Carter Pinske said he was at a loss for words after 4-1 Amigo Volo, a gelded trotter his family owns with David J. Miller of Florida, won the Futurity in 1:51, finishing two lengths better than EL Ideal.

A year ago in Lexington, Amigo Volo was key to a coming out part for 25-year-old Pinske, winning twice at Red Mile, including a 1:52.3 world record.

“I remember last year here I said to myself, ‘Well, never going to have another day like that’ and now, to do this, it’s just incredible,” Pinske said. “It has put me right at a loss of words.”

The victory pushed Amigo Volo past $1 million in earnings. The Father Patrick—Margarita Momma gelding has won six races from 12 starts this season and 12 from 24 overall, banking $1,206,369.

“That’s the first millionaire I think we’ve had since Yankee Cruiser and that was in 2003,” Pinske said.

Richard “Nifty” Norman trains Amigo Volo, who was bred by Kentuckiana Farms LLC and Jorgen Jahre Jr. and sold for $42,000 at the 2018 Lexington Selected Yearling Sale.

Last week, Amigo Volo finished second to Back Of The Neck on Oct. 4 in their Bluegrass division at Red Mile.

“He was really good here last week — he was probably just a little bit short,” Dunn said of Amigo Volo. “Nifty knew he was going to be better today and he was. Last year he used to shake his head bad and it cost him a couple of times. He didn’t have as good of form when he came back as a 3-year-old — he was a bit average. We were probably looking after him a little too much — he just likes to race. You get off the gate hard, that’s when he gets excited and puts in good performances.”

Ready For Moni, the 2-1 second choice, lagged from his second-tier starting spot off the gate while Amigo Volo pushed for position to the inside. Beads, launching from post 10, swept to the lead before a :27 opening quarter while Amigo Volo settled into second with EL Ideal third and 4-5 favorite Back Of The Neck fourth.

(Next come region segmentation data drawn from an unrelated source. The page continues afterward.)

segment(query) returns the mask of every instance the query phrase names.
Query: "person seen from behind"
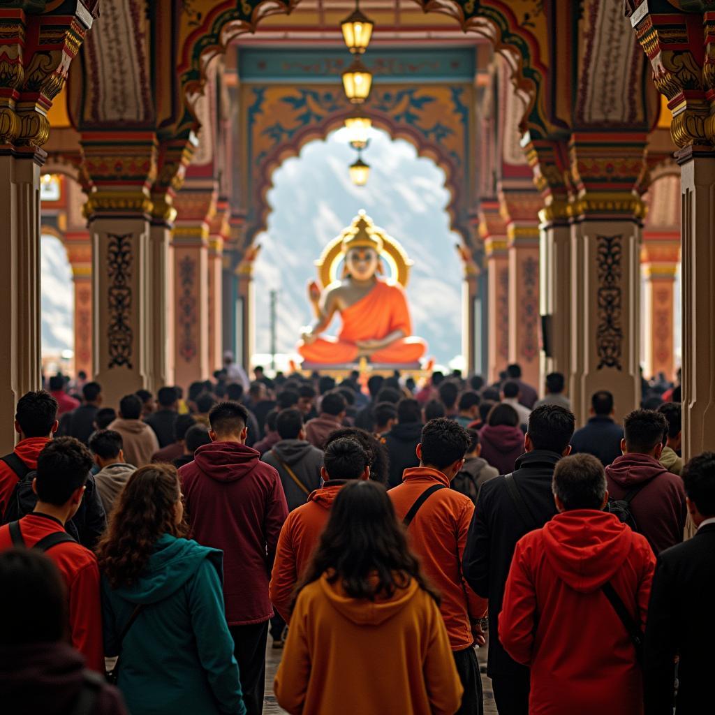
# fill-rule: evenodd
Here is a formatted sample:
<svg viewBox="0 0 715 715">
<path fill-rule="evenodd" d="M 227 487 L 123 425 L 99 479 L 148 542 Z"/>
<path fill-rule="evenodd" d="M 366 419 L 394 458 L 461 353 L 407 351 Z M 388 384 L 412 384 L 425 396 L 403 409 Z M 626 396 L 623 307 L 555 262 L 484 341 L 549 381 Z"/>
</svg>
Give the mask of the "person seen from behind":
<svg viewBox="0 0 715 715">
<path fill-rule="evenodd" d="M 345 485 L 299 590 L 278 704 L 296 714 L 454 713 L 462 686 L 438 601 L 385 488 Z"/>
<path fill-rule="evenodd" d="M 643 536 L 603 511 L 606 476 L 593 455 L 561 460 L 553 493 L 558 513 L 516 544 L 499 639 L 531 669 L 533 715 L 638 715 L 639 653 L 613 601 L 642 630 L 653 553 Z"/>
<path fill-rule="evenodd" d="M 67 588 L 47 555 L 36 549 L 0 553 L 0 702 L 13 715 L 128 715 L 119 691 L 86 669 L 66 641 Z M 81 702 L 86 704 L 80 709 Z"/>
<path fill-rule="evenodd" d="M 129 478 L 97 548 L 104 650 L 132 715 L 246 711 L 221 552 L 187 533 L 176 469 L 152 464 Z"/>
</svg>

Back Of The Neck made his move after the leader passing a :54.2 half and drew closer to the pacesetter into the final turn. Moving towards three-quarters in 1:22.3 Back Of The Neck broke stride, giving Amigo Volo room to tip out of the pocket straightening for the finish. Beads began to gallop while EL Ideal chased Amigo Volo through the stretch, settling for second. Third Shift ripped from the backfield to take third while Chestnut Hill weaved through traffic for fourth.

“I did attempt to go [for the lead],” Dunn said. “I came out for a little bit when we hit the back straight, but Beads was a little aggressive and took off so I ducked back into the two-hole there. Back Of The Neck came up outside of us around the last turn, and I was sort of 50-50 [on] whether I’d come out or stay in. And he ran, so that was probably a lucky trip in the last turn to get out, but the horse did a great job.”

Amigo Volo is now 6-1-2 in 12 starts in 2020, good for earnings of $593,823. He won his Pennsylvania Sires Stakes Championship and was fourth in both the Hambletonian and the Stanley Dancer.

“He’s been excellent this year,” Pinske said. “He may have started just a little soft and I blame that mostly on COVID-19. He had an extra month of training and the horse has kind of showed his whole life that he’s not really a fan of training. He loves to race. When we were in the Hambo that’s the best he’s been and that was his seventh start in seven weeks. This year and last year he was like that.”

The 128th Kentucky Futurity was sponsored by Hunterton Farms, Stoner Manor Inc. and Menhammer Stuteri Ab.